Analyze
Description
Analyze a public GitHub repository (and optionally the repositories of its dependencies) to determine its SLSA posture.
Usage
usage: ./run_macaron.sh analyze
[-h] [-sbom SBOM_PATH] [-rp REPO_PATH] [-purl PACKAGE_URL]
[-b BRANCH] [-d DIGEST] [-pe PROVENANCE_EXPECTATION] [-pf PROVENANCE_FILE]
[--deps-depth DEPS_DEPTH] [-g TEMPLATE_PATH] [--python-venv PYTHON_VENV]

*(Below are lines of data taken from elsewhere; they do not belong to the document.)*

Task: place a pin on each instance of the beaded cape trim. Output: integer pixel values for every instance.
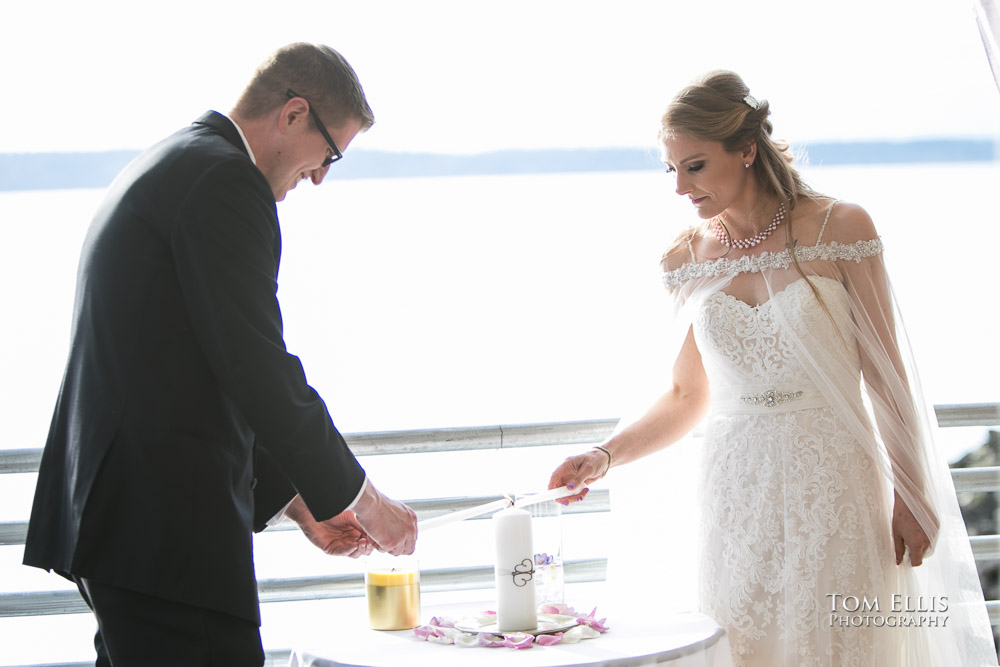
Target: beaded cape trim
(773, 260)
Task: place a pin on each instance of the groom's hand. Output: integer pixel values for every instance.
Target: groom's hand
(341, 535)
(390, 524)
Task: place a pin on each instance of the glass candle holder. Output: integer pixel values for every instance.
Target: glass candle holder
(392, 587)
(546, 538)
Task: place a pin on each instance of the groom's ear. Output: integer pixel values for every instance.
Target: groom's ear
(293, 115)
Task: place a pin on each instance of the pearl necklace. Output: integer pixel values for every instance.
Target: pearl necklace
(747, 243)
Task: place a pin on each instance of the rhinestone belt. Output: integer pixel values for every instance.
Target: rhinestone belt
(770, 398)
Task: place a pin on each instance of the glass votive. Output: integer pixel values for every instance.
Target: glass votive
(392, 587)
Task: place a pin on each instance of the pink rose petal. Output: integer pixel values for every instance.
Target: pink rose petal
(548, 640)
(518, 640)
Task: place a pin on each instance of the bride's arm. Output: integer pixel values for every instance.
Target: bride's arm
(671, 417)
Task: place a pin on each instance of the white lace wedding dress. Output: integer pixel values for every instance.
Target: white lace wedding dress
(815, 420)
(792, 511)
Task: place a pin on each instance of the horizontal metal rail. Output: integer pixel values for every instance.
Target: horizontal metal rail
(510, 436)
(598, 500)
(329, 587)
(967, 414)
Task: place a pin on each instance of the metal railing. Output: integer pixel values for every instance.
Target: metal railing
(986, 548)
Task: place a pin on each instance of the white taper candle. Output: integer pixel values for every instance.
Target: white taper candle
(544, 496)
(461, 515)
(514, 571)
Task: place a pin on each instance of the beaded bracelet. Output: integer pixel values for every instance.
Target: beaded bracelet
(609, 459)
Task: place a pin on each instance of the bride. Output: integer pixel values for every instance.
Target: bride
(822, 500)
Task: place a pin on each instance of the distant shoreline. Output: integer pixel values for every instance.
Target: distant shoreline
(56, 171)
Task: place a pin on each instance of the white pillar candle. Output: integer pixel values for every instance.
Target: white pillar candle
(514, 571)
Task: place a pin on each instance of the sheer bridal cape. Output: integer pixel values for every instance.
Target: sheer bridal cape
(816, 419)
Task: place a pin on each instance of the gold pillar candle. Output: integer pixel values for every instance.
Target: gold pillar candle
(393, 593)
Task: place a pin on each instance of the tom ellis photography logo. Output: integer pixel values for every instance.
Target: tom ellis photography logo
(899, 611)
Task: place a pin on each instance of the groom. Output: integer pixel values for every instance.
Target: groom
(183, 424)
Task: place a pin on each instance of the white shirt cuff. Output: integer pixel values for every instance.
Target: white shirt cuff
(280, 516)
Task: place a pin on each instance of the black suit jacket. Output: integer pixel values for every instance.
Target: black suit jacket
(182, 423)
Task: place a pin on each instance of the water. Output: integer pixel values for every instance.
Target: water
(423, 303)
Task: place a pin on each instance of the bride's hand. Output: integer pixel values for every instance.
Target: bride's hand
(907, 534)
(577, 472)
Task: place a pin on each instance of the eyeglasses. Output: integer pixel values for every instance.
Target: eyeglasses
(337, 155)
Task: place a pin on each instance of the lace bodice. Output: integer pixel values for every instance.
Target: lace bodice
(773, 260)
(746, 353)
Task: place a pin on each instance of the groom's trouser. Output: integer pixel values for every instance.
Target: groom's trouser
(135, 630)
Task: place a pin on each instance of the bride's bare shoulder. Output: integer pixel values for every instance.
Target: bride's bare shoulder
(679, 252)
(848, 222)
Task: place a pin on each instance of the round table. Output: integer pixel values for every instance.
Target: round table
(675, 639)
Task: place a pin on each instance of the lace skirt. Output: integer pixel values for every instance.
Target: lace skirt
(795, 538)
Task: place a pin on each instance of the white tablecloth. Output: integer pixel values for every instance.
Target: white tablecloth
(677, 640)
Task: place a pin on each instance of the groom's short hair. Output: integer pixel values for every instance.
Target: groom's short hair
(315, 72)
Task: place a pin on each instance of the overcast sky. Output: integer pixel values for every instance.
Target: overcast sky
(471, 76)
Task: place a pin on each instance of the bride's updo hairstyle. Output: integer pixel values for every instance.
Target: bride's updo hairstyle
(718, 107)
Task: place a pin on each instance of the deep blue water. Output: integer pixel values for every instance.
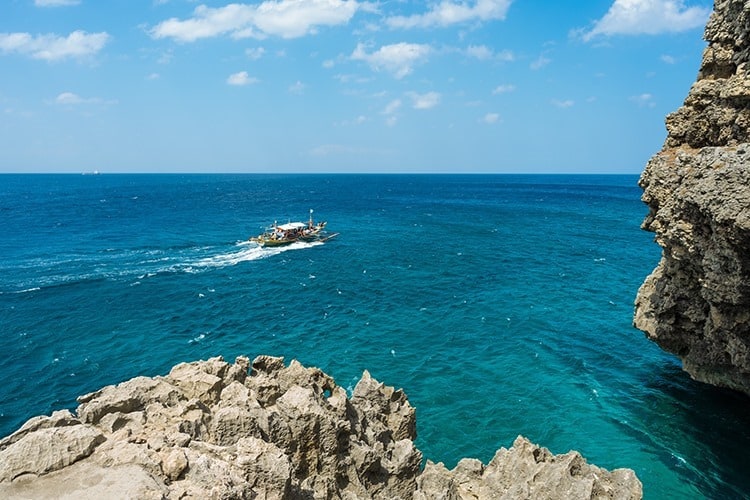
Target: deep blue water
(501, 304)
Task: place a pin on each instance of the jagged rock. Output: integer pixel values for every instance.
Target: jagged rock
(208, 430)
(527, 471)
(696, 303)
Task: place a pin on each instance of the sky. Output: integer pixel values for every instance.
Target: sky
(475, 86)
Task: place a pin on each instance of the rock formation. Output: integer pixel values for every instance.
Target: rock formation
(210, 429)
(696, 303)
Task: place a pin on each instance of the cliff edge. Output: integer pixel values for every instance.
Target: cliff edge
(696, 303)
(211, 429)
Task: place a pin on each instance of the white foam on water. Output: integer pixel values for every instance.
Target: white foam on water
(248, 251)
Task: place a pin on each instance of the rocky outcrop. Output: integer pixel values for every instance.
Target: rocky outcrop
(210, 429)
(696, 303)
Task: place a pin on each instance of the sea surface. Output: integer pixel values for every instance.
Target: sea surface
(501, 304)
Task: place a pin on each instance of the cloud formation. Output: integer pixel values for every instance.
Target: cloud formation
(283, 18)
(647, 17)
(50, 47)
(55, 3)
(447, 13)
(71, 99)
(424, 101)
(398, 59)
(241, 78)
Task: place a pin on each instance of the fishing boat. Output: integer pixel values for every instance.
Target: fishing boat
(286, 234)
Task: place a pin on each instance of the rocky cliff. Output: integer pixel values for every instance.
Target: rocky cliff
(696, 303)
(211, 429)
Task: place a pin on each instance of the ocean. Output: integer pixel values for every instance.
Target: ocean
(501, 304)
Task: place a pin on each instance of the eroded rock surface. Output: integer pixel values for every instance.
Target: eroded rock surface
(696, 303)
(211, 429)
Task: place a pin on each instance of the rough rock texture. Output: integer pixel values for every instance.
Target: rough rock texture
(210, 430)
(696, 303)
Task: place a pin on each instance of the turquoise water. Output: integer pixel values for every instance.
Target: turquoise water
(501, 304)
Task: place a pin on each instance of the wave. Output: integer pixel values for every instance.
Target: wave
(140, 264)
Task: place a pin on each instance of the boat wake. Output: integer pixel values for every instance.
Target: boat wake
(135, 264)
(248, 251)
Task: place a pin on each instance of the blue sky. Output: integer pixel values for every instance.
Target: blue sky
(342, 85)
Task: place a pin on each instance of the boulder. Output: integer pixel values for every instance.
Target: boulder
(210, 430)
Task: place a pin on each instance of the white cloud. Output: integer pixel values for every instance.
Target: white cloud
(481, 52)
(503, 89)
(283, 18)
(255, 53)
(648, 17)
(491, 118)
(540, 62)
(71, 99)
(295, 18)
(398, 58)
(643, 100)
(392, 107)
(241, 78)
(424, 101)
(447, 13)
(563, 104)
(78, 44)
(297, 87)
(55, 3)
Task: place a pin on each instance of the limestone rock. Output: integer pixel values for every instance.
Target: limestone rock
(527, 471)
(696, 303)
(208, 430)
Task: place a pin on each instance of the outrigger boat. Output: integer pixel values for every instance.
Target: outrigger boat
(286, 234)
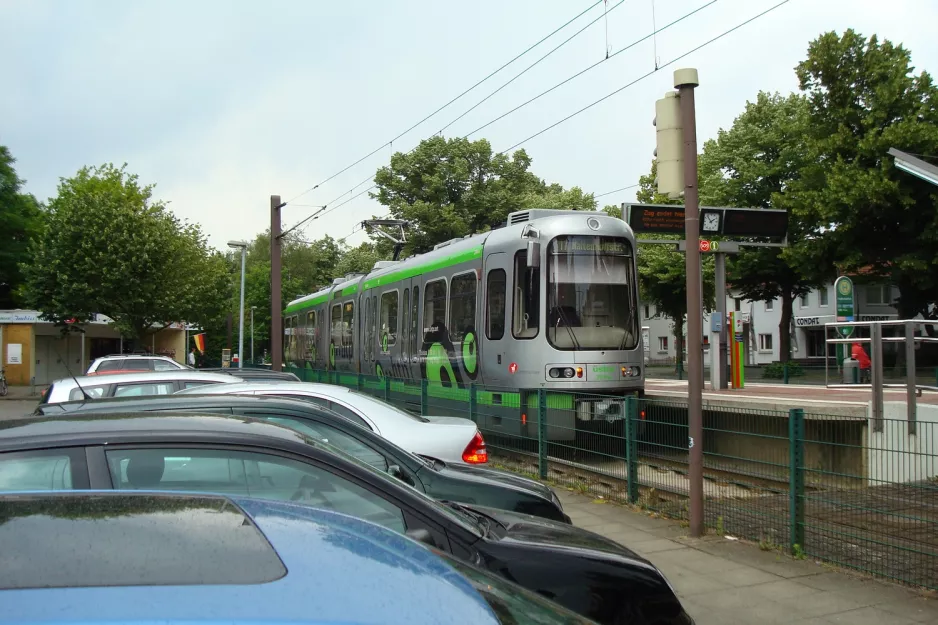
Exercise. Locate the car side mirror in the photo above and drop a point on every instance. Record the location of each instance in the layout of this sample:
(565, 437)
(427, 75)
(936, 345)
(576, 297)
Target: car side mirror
(422, 535)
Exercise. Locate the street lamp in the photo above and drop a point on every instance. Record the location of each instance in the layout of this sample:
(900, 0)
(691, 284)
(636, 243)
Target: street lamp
(252, 332)
(243, 245)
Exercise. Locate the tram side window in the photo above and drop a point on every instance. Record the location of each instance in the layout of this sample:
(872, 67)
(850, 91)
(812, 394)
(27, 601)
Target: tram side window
(311, 335)
(495, 305)
(414, 320)
(389, 302)
(434, 313)
(405, 323)
(527, 298)
(348, 327)
(462, 306)
(337, 332)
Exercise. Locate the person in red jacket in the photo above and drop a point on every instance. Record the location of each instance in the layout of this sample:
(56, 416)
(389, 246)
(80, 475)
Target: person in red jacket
(859, 354)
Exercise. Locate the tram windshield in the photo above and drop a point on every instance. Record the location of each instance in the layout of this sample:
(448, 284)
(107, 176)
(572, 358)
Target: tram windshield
(591, 294)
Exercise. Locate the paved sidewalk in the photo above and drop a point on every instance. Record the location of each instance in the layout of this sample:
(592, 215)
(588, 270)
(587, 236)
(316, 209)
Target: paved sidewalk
(725, 582)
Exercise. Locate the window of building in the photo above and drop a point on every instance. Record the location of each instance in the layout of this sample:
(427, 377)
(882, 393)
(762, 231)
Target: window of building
(434, 312)
(527, 298)
(389, 302)
(495, 304)
(765, 342)
(462, 306)
(405, 322)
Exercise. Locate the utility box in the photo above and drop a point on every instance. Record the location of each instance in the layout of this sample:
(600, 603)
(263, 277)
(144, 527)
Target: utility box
(851, 369)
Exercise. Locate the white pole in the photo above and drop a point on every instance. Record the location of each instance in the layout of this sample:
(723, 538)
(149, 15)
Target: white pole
(241, 329)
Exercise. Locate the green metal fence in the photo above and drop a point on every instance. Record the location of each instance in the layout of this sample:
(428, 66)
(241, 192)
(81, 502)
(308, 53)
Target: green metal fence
(832, 488)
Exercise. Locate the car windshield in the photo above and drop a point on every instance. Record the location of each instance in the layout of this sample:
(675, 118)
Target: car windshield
(363, 401)
(512, 604)
(465, 520)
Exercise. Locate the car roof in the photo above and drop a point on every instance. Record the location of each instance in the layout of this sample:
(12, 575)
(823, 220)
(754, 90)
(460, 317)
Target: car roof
(89, 428)
(338, 569)
(143, 376)
(326, 389)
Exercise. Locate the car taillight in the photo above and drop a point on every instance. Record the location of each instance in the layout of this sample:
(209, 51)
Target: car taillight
(475, 452)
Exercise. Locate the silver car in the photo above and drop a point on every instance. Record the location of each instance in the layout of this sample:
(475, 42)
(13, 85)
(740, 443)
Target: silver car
(450, 439)
(131, 384)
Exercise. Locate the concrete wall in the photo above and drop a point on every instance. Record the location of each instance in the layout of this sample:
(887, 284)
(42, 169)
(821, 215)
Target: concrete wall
(895, 456)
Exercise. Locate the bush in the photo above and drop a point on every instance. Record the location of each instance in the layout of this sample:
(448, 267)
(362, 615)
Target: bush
(776, 370)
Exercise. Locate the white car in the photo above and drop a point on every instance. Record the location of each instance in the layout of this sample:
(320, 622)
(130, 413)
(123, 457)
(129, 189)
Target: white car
(450, 439)
(128, 363)
(131, 384)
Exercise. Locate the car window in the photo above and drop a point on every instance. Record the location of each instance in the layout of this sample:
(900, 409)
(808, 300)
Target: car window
(139, 389)
(94, 392)
(136, 364)
(329, 434)
(30, 472)
(251, 474)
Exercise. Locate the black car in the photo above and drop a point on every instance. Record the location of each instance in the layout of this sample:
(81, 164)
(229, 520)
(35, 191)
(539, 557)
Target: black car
(474, 485)
(582, 571)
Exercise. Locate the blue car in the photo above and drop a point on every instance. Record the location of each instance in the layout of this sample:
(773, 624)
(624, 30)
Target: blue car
(93, 556)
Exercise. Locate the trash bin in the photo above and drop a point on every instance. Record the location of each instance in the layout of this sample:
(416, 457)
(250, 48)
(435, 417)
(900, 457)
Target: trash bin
(851, 369)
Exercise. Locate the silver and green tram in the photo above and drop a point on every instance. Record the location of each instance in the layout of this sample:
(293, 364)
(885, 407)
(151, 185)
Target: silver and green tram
(550, 301)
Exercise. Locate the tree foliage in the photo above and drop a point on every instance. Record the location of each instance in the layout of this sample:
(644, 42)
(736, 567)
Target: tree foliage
(106, 248)
(449, 188)
(753, 165)
(865, 98)
(19, 221)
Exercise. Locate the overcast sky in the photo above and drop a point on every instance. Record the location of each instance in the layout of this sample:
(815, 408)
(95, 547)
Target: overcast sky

[--local-maven-repo LOCAL_MAVEN_REPO] [--force-analyze-source]
Options
- -h, --help
Show this help message and exit.
- -sbom SBOM_PATH, --sbom-path SBOM_PATH
The path to the Software Bill of Materials (SBOM) of the analysis target. If this option is set, dependency resolution must be enabled by using the –deps-depth option.
- -rp REPO_PATH, --repo-path REPO_PATH
The path to the repository, which can be either local or remote.
- -purl PACKAGE_URL, --package-url PACKAGE_URL
The Package URL (PURL) string used to uniquely identify the target software component for analysis. This PURL string can also be used in the policies passed to the policy engine for the same target.
- -b BRANCH, --branch BRANCH
The branch of the repository that you want to check out. If not set, Macaron will use the default branch.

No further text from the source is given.